Homily February 28th, 2023

Tuesday of the First Week of Lent – Mt 6:7-15

            As we continue our Lenten journey, today’s Gospel sets before us the Our Father. Even though we are familiar with the prayer, there are three things that we can consider today as we make our Lenten journey: first, the fact that everything in the prayer is in the first-person plural, second, the word Jesus uses for daily in daily bread, and, thirdly, Jesus’ insistence on forgiveness.

            Regarding the first, although it’s pretty obvious, the prayer is called the “Our Father,” and throughout the prayer, everything is in the plural; there are no verbs in the first person singular. Commenting on this, Saint Cyprian says that “the teacher of peace and master of unity” doesn’t want us to simply pray for ourselves, but rather for everyone. When we pray, we pray as one and for everyone.[1] We’re reminded that both here in Matthew, and in the parallel text in Luke, Jesus teaches the Our Father “to His disciples.” The prayer isn’t just for anyone, but rather only for those who are truly united to Christ and, because of their union with Him, to the entire mystical body. Part of being a Christian, and even more of being a religious, is to be part and to take part in the care and even the sufferings of the whole body, be that in our immediate community, our religious family, or the world at large. To really pray the Our Father, and to mean it, not to simply babble, is to have at heart each and every member of Christ’s Body.

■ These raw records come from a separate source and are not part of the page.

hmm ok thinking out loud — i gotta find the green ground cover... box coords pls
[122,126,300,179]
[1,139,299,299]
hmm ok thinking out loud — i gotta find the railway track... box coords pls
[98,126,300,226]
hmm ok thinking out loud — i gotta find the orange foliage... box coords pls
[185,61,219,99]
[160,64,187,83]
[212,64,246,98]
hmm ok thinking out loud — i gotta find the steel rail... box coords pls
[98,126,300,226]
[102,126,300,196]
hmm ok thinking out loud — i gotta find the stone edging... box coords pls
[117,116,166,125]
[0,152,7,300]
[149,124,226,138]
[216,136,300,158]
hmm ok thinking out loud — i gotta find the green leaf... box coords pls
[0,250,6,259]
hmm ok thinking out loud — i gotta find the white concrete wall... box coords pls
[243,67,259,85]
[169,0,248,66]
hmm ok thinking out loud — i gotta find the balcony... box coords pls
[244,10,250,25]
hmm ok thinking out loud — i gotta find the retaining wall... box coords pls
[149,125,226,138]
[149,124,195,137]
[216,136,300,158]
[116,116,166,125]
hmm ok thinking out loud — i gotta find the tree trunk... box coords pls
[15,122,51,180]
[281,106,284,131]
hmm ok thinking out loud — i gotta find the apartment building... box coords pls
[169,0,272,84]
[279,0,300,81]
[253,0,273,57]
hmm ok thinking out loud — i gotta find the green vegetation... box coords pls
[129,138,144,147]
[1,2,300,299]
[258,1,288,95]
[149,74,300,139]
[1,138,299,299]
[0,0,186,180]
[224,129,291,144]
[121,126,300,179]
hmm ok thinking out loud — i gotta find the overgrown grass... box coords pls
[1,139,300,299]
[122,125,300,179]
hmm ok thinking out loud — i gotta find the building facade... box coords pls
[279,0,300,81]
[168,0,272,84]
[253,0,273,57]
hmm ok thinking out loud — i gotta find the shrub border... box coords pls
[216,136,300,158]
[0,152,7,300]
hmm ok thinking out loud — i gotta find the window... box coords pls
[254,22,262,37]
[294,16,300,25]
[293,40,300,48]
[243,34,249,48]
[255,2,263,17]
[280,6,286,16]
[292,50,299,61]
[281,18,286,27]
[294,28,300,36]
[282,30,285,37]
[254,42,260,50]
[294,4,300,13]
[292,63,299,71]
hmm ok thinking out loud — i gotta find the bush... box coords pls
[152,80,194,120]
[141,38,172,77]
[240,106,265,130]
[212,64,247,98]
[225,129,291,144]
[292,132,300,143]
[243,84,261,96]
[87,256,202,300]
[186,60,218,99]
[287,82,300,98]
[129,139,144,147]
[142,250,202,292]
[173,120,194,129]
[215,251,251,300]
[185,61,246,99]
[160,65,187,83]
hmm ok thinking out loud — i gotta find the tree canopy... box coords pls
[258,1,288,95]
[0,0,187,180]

Regarding the second, when Jesus teaches His disciples the Our Father, He tells them to ask for their daily bread, or the bread ἐπιούσιος (epiousios). The word isn’t the common one used for daily in Greek; in fact, the word occurs only in the text of the Our Father, and nowhere else in Bible or even in other Greek writings; Origen even says that the Evangelists came up with the word. One possible meaning is that it refers to “what is necessary for existence,” what we need to survive. As Saint Cyprian points out, only the poor need to ask for bread, and we are all poor beggars in the presence of God; without Him, we can do nothing. We need to ask Him for what we need, and remember that He will give it to us if we ask for it with faith.[2] Again, this is always in the context of the community of believers. We ask, not only for our own needs, but for everyone’s.

            Related to this, the Our Father itself includes the petition for forgiveness, but it deliberately makes the receiving of forgiveness contingent upon our forgiveness of others. Here in Matthew’s Gospel, Jesus emphasizes the need for forgiveness, adding, “If you forgive men their transgressions, your heavenly Father will forgive you. But if you do not forgive men, neither will your Father forgive your transgressions.” This is particularly pertinent in daily life, as we have to live with others who often disappoint or hurt us. But C. S. Lewis summarizes the situation well when he writes: “This is hard. It is perhaps not so hard to forgive a single great injury. But to forgive the incessant provocations of daily life—to keep on forgiving the bossy mother-in-law, the bullying husband, the nagging wife, the selfish daughter, the deceitful son—how can we do it? Only, I think, by remembering where we stand, by meaning our words when we say in our prayers each night ‘forgive our trespasses as we forgive those that trespass against us.’ We are offered forgiveness on no other terms. To refuse it is to refuse God’s mercy for ourselves. There is no hint of exceptions and God means what He says.”[3]

Today, as we continue our Lenten journey, we can ask ourselves about how well we bear in mind the truth that we are all part of Christ’s family, and must help each other get to heaven. Do we recognize the need to forgive in order to be forgiven, and do we really practice that forgiveness? Let us ask, through the intercession of Mary, Mother of All Religious and Our Lady of Sorrows, for the grace to truly mean the words of the Our Father as we pray them, recognizing our own needs and those of our brothers and sisters, who are all part of our family.


[1] Cited in the Catena Aurea of Saint Thomas Aquinas.

[2] For this, see in particular Benedict XVI, Jesus of Nazareth (San Francisco: Ignatius, 2007):150-157.

[3] C. S. Lewis, The Weight of Glory (New York: Harper Collins, 2001), 183. Here Lewis also offers a very good distinction between forgiving and excusing.